Psychology <- data %>%
filter(dept == "Psychology") %>%
select(age, position, totalsal)%>%
arrange(desc(totalsal))
head(Psychology)
## age position totalsal
## 1 56 DIRECTOR 196415
## 2 50 Kenan Distinguished Professor 171899
## 3 50 Professor 165000
## 4 51 Professor 160000
## 5 45 Professor 155000
## 6 65 Distinguished Professor 152110
nrow(Psychology)
## [1] 89
ggplot(data = Psychology)+
geom_point(mapping = aes(x = age, y = totalsal))+
geom_smooth(mapping = aes(x = age, y = totalsal))

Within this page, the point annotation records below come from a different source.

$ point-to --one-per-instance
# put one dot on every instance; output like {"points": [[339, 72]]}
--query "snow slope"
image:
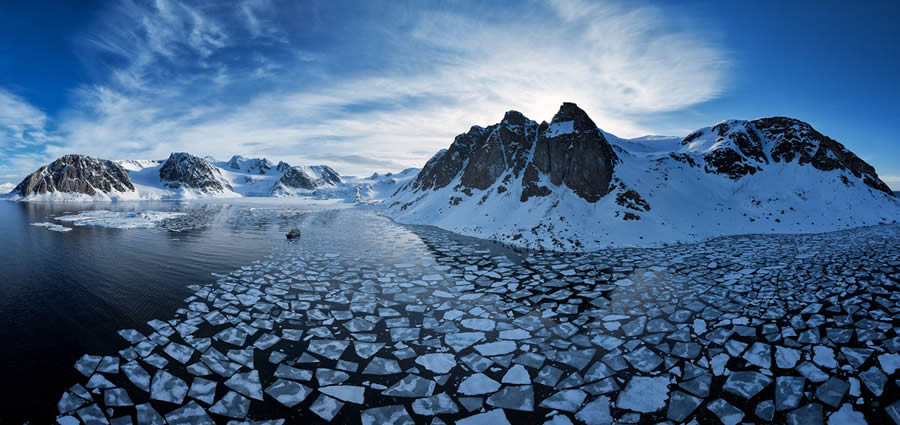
{"points": [[238, 177], [662, 192]]}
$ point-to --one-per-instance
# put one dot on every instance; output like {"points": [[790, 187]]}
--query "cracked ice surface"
{"points": [[365, 321]]}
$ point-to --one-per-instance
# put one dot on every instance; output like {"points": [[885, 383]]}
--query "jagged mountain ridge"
{"points": [[182, 175], [568, 185]]}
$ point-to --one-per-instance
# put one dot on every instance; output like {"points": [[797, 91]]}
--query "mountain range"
{"points": [[187, 176], [563, 185], [568, 185]]}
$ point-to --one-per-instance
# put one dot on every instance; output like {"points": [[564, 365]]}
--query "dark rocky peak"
{"points": [[184, 169], [794, 139], [578, 157], [252, 165], [76, 174], [326, 174], [571, 112]]}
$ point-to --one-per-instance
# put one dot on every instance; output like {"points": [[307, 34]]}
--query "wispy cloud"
{"points": [[391, 87], [21, 123]]}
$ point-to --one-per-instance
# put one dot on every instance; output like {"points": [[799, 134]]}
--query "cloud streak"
{"points": [[390, 86]]}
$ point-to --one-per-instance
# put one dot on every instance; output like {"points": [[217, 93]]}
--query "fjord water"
{"points": [[63, 294]]}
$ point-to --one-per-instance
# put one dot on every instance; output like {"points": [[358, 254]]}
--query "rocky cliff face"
{"points": [[184, 169], [76, 174], [739, 148], [568, 152], [250, 165], [568, 185]]}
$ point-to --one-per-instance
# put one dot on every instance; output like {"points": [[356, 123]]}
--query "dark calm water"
{"points": [[66, 294]]}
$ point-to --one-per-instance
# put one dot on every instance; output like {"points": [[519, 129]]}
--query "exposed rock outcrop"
{"points": [[186, 170], [570, 151], [76, 174]]}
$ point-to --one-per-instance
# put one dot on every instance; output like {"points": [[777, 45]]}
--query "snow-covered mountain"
{"points": [[186, 176], [568, 185]]}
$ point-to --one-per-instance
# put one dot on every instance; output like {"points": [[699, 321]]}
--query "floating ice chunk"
{"points": [[644, 394], [479, 324], [326, 407], [517, 375], [847, 416], [462, 340], [857, 356], [266, 341], [146, 415], [889, 362], [244, 357], [643, 359], [596, 412], [788, 392], [67, 420], [382, 366], [53, 226], [811, 414], [498, 348], [288, 393], [682, 405], [493, 417], [346, 393], [515, 334], [832, 391], [120, 219], [98, 381], [786, 358], [232, 405], [728, 414], [477, 384], [567, 401], [87, 364], [367, 349], [330, 349], [246, 384], [824, 356], [874, 379], [515, 397], [438, 363], [330, 377], [760, 355], [411, 386], [232, 336], [109, 364], [181, 353], [437, 404], [811, 372], [167, 387], [288, 372], [386, 415], [69, 403]]}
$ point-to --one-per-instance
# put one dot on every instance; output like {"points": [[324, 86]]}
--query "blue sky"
{"points": [[368, 86]]}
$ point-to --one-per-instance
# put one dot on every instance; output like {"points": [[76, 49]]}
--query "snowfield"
{"points": [[662, 192]]}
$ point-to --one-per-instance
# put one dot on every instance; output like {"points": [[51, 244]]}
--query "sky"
{"points": [[383, 85]]}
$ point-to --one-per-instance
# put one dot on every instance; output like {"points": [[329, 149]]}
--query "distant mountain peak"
{"points": [[571, 112]]}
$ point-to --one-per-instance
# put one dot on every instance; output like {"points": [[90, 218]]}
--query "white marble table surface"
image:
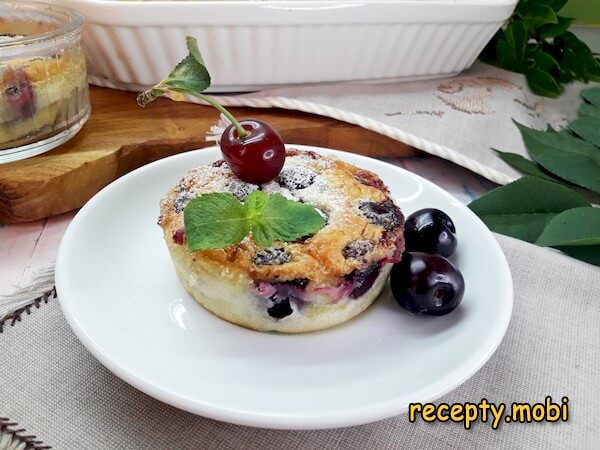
{"points": [[29, 247]]}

## `geom_smooth()` using method = 'loess' and formula 'y ~ x'
The above graph shows within the psychology department one’s age generally has an effect on how much they are paid. However, looking at the curve I can see that the standard error is fairly high, showing that age may not necessarily be a factor in one’s salary. This leads me to question whether or not the position has a factor on how much someone makes in psychology.
UNC_age_sal <- data %>%
select(age, totalsal)
ggplot(data = UNC_age_sal)+
geom_point(mapping = aes(x = age, y = totalsal))+
geom_smooth(mapping = aes(x = age, y = totalsal))

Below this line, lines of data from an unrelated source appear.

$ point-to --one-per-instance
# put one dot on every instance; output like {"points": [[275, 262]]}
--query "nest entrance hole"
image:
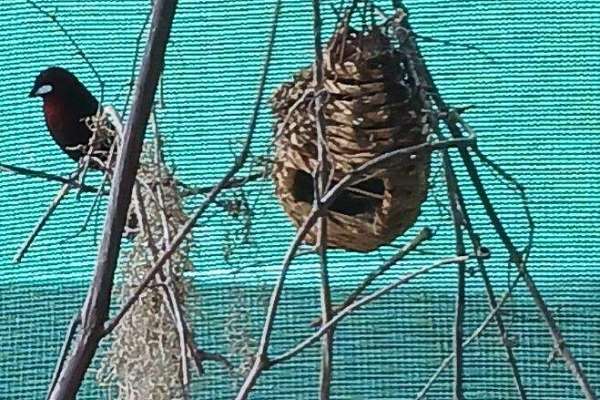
{"points": [[364, 198]]}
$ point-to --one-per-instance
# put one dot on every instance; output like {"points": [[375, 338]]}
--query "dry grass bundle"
{"points": [[371, 106], [148, 355]]}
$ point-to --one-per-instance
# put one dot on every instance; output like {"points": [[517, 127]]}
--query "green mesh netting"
{"points": [[537, 97]]}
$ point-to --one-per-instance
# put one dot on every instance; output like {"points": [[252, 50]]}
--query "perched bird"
{"points": [[67, 104]]}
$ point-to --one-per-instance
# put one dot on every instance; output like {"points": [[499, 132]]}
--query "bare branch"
{"points": [[96, 307], [493, 314], [362, 302], [211, 196], [423, 235], [42, 222], [49, 177], [321, 180]]}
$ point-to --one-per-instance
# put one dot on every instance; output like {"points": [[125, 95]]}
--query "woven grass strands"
{"points": [[372, 106]]}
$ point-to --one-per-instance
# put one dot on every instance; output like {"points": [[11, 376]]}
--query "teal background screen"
{"points": [[535, 86]]}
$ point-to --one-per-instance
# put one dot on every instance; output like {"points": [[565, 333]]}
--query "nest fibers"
{"points": [[145, 359], [371, 106]]}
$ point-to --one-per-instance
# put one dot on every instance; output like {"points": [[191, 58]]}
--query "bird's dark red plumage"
{"points": [[67, 103]]}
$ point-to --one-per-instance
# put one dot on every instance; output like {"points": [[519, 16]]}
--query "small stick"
{"points": [[49, 177], [42, 222], [239, 162], [64, 351], [362, 302], [321, 181], [423, 235], [460, 304], [494, 313]]}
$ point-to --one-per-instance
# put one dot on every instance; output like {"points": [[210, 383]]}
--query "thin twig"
{"points": [[423, 235], [96, 307], [232, 184], [73, 42], [493, 314], [42, 222], [211, 196], [321, 180], [49, 177], [362, 302], [503, 334], [412, 152], [64, 351], [460, 303]]}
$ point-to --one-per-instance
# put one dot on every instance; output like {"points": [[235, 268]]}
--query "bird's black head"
{"points": [[56, 81]]}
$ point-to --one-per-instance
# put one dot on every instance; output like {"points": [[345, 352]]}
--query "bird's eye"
{"points": [[44, 89]]}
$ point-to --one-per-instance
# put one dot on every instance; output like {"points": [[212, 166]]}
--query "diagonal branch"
{"points": [[321, 180], [96, 307]]}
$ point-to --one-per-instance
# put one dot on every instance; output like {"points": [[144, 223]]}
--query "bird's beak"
{"points": [[40, 91]]}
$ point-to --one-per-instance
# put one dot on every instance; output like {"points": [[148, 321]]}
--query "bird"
{"points": [[66, 105]]}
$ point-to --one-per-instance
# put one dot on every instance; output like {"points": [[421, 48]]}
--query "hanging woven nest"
{"points": [[371, 106]]}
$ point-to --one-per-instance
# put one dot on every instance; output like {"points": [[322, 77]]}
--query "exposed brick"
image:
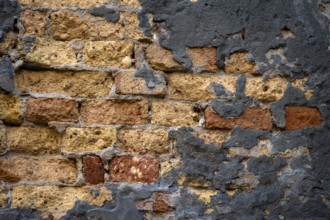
{"points": [[128, 84], [203, 59], [44, 110], [237, 63], [93, 169], [76, 84], [22, 168], [253, 118], [63, 3], [195, 87], [88, 139], [162, 202], [10, 109], [134, 169], [57, 198], [108, 53], [51, 53], [172, 113], [34, 22], [161, 59], [3, 198], [299, 117], [268, 91], [144, 141], [114, 112], [212, 137], [33, 140]]}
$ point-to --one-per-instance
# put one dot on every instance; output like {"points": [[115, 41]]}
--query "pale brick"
{"points": [[252, 118], [203, 59], [134, 169], [56, 197], [128, 84], [63, 3], [3, 139], [88, 139], [172, 113], [195, 87], [144, 141], [161, 59], [237, 63], [108, 53], [11, 109], [114, 112], [44, 110], [212, 137], [33, 140], [22, 168], [34, 22], [268, 91], [75, 84], [51, 53]]}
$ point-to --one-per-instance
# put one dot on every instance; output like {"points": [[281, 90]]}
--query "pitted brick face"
{"points": [[134, 169]]}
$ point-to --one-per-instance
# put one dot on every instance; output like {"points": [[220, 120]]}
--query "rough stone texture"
{"points": [[195, 87], [88, 139], [268, 91], [51, 53], [34, 22], [23, 168], [252, 118], [108, 53], [62, 3], [212, 137], [3, 139], [75, 84], [203, 59], [128, 84], [56, 197], [44, 110], [93, 169], [33, 140], [161, 59], [172, 113], [3, 198], [114, 112], [134, 169], [144, 141], [11, 109], [299, 117], [237, 63]]}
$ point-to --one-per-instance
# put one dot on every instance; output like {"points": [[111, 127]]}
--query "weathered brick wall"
{"points": [[98, 120]]}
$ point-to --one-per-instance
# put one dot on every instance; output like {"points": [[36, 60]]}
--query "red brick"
{"points": [[93, 169], [44, 110], [298, 117], [134, 169], [114, 112], [253, 118]]}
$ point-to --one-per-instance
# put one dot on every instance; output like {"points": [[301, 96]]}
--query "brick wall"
{"points": [[82, 130]]}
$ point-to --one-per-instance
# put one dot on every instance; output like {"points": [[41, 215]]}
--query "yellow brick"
{"points": [[144, 141], [63, 3], [88, 139], [172, 113], [108, 53], [194, 87], [269, 91], [51, 53], [57, 198], [75, 84], [33, 140], [22, 168], [10, 109]]}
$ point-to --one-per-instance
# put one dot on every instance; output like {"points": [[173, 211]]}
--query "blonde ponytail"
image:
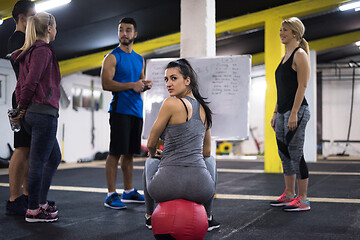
{"points": [[298, 29], [30, 35], [304, 45], [36, 27]]}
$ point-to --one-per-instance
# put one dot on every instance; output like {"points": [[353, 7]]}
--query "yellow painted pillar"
{"points": [[274, 50]]}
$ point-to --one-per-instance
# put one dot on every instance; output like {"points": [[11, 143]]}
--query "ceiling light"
{"points": [[46, 5], [349, 6]]}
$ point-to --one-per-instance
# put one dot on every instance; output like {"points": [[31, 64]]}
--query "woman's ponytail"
{"points": [[304, 45]]}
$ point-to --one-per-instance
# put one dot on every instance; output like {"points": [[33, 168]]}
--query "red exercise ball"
{"points": [[179, 219]]}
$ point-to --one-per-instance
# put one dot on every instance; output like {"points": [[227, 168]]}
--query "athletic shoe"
{"points": [[148, 222], [40, 216], [133, 197], [213, 224], [297, 205], [283, 200], [17, 207], [113, 201], [51, 208]]}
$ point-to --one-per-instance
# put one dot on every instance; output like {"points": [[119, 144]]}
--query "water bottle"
{"points": [[14, 126]]}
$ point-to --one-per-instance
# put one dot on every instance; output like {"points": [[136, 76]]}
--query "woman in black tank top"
{"points": [[291, 114]]}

## `geom_smooth()` using method = 'gam' and formula 'y ~ s(x, bs = "cs")'
The above graph shows the relationship between a person’s age and their total salary across UNC as a whole. This graph leads me to believe that there is no true relationship between age and salary across UNC. There are many other factors that influence what salary an employee of the university is likely to receive. It seems that factors such as position, department, and fulltime status show a much stronger representation of what causes an individual to have a higher salary at UNC. The questions asked in the problem set are certainly more important for understanding what type of salary a UNC employee receives.